Craig B. Smith, the firm's founder, serves as the primary decision-maker on portfolio construction and security selection. Prior to launching Waterstone in 2006, Smith headed trust and wealth management units at regional Kentucky banks, including First & Farmers National Bank. No additional named portfolio managers appear in the firm's regulatory filings, which is consistent with the compact three-to-four-person team structure typical of a single-principal advisory practice.
Does Waterstone run individual stock and bond portfolios or allocate to third-party funds?
The firm constructs discretionary individual-security portfolios—both equity and fixed income—rather than defaulting to mutual funds or ETFs. On the equity side, Smith applies a fundamental stock-selection process that emphasizes strong cash flows and insider ownership. Fixed-income portfolios are built primarily from individual municipal bonds laddered to provide tax-advantaged income for Kentucky residents, with bonds typically held to maturity to avoid unnecessary turnover costs.

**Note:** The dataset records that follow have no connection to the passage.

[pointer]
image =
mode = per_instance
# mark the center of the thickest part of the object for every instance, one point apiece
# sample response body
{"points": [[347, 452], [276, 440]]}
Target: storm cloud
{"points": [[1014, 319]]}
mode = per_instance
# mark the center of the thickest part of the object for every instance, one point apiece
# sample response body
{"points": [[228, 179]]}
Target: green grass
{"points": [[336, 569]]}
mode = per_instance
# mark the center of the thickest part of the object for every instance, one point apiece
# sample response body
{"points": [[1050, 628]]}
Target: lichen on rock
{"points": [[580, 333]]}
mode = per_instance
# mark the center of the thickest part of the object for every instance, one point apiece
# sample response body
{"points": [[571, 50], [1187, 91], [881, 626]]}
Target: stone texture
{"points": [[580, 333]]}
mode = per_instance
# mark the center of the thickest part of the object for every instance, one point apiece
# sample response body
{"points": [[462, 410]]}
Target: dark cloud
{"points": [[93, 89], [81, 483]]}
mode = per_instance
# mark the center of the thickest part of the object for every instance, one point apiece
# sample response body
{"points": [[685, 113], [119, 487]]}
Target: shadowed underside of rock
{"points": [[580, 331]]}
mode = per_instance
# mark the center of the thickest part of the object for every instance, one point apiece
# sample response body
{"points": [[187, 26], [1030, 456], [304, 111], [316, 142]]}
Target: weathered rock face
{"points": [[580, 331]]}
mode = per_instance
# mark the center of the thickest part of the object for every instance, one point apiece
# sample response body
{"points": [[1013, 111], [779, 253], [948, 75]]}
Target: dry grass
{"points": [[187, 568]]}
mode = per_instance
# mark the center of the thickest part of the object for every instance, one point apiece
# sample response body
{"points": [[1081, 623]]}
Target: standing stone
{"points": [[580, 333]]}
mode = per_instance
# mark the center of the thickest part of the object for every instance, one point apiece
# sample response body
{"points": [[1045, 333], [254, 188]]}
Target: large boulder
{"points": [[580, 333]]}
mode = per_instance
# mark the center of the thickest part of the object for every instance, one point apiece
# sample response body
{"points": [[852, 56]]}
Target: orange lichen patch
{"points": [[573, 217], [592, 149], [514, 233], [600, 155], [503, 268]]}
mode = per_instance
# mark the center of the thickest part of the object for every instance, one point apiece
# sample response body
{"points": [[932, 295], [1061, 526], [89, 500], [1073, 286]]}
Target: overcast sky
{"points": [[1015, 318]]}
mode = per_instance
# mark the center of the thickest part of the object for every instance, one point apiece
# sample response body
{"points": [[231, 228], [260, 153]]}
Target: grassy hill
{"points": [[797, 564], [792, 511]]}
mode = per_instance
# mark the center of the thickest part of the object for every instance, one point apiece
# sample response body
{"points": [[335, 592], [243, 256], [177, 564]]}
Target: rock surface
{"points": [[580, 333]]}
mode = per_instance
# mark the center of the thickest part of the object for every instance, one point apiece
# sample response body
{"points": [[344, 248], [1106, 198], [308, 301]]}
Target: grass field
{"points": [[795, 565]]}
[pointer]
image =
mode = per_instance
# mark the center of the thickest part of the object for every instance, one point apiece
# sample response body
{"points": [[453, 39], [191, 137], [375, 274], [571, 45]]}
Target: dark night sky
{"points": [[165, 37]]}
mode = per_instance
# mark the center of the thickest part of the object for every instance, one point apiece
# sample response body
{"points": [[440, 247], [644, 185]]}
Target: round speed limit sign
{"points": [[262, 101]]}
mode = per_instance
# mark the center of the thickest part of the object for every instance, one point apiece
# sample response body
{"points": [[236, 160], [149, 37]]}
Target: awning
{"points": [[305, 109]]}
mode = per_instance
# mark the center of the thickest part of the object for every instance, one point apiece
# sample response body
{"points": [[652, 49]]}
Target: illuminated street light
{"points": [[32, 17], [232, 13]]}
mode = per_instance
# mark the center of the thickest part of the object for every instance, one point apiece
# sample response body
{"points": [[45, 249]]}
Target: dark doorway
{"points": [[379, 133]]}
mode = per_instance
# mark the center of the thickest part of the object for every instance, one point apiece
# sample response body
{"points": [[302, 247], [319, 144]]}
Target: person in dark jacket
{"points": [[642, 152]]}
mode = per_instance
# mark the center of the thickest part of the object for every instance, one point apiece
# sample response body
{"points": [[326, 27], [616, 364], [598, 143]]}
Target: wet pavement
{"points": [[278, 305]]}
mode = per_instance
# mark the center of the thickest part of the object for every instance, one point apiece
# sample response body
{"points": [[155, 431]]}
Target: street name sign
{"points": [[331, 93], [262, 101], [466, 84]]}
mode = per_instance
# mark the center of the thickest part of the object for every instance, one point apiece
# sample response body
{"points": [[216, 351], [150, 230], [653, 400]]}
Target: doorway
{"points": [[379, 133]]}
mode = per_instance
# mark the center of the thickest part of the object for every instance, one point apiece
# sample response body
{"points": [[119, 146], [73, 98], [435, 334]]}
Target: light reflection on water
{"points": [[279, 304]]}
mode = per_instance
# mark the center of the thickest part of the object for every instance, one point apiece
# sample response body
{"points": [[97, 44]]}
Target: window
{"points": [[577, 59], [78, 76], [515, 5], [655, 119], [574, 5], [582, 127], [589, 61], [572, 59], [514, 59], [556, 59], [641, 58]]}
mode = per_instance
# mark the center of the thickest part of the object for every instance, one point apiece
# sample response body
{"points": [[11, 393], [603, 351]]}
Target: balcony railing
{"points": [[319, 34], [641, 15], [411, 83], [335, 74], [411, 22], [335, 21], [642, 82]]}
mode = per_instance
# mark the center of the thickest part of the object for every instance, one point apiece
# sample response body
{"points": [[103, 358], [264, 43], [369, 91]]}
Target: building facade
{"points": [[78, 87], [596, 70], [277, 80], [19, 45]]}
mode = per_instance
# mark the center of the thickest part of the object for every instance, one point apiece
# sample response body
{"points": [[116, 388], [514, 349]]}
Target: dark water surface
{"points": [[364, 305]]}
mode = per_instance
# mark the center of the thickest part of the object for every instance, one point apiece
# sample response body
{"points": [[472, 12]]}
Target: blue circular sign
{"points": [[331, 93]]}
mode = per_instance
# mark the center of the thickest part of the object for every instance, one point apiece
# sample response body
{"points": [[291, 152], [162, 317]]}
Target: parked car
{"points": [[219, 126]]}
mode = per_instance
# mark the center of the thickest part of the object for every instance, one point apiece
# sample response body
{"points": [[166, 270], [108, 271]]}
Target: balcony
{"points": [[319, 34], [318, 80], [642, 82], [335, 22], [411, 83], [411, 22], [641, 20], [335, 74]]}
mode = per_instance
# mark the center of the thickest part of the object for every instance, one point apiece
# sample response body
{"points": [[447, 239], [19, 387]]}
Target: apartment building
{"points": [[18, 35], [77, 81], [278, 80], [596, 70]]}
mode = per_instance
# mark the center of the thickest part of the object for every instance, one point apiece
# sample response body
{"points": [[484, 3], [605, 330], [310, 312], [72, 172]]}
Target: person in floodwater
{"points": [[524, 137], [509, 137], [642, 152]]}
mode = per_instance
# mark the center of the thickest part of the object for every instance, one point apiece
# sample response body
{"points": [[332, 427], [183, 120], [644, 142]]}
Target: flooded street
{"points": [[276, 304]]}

What is Waterstone's fee structure?
The firm charges a fee based on a percentage of assets under management, a model disclosed in its Form ADV filings. Its value proposition explicitly bundles financial planning, estate planning review, and tax-aware portfolio management within that single asset-based fee rather than charging separate retainers or commissions. No wrap-fee program with an outside manager is listed, which aligns with the in-house direct-investment approach.
What types of clients does Waterstone serve?
Waterstone's client base is concentrated among high-net-worth individuals, business owners, and professionals in the southern Kentucky region around its Somerset headquarters. A 2022 regulatory update added corporate retirement plan advisory services to its existing private-wealth mandate, suggesting the firm has begun advising small-to-midsize employer-sponsored plans alongside its individual family relationships.
Is Waterstone registered with the SEC or the state of Kentucky?
Waterstone Wealth Advisors is registered with the U.S. Securities and Exchange Commission as a Registered Investment Adviser rather than with Kentucky's state securities regulator. SEC registration for a firm of Waterstone's size typically signals assets under management at or above the $100 million threshold that determines the federal-versus-state regulatory division.
What is Waterstone's geographic footprint?
The firm operates from a single office in Somerset, Kentucky, a micropolitan city on the Cumberland Plateau near Lake Cumberland. Its client relationships are understood to be concentrated in south-central Kentucky, drawn from the professional and business-owner communities within the region the firm has served since 2006. No additional offices or multi-state expansion are reported.
Has Waterstone disclosed a succession plan?
No public succession plan or named next-generation partner appears in the firm's SEC filings or its limited public communications. The practice is structured around founder Craig B. Smith's portfolio-management and client-relationship role, which represents a continuity consideration common to single-principal RIAs serving regional markets. No internal transaction or external acquisition has been reported.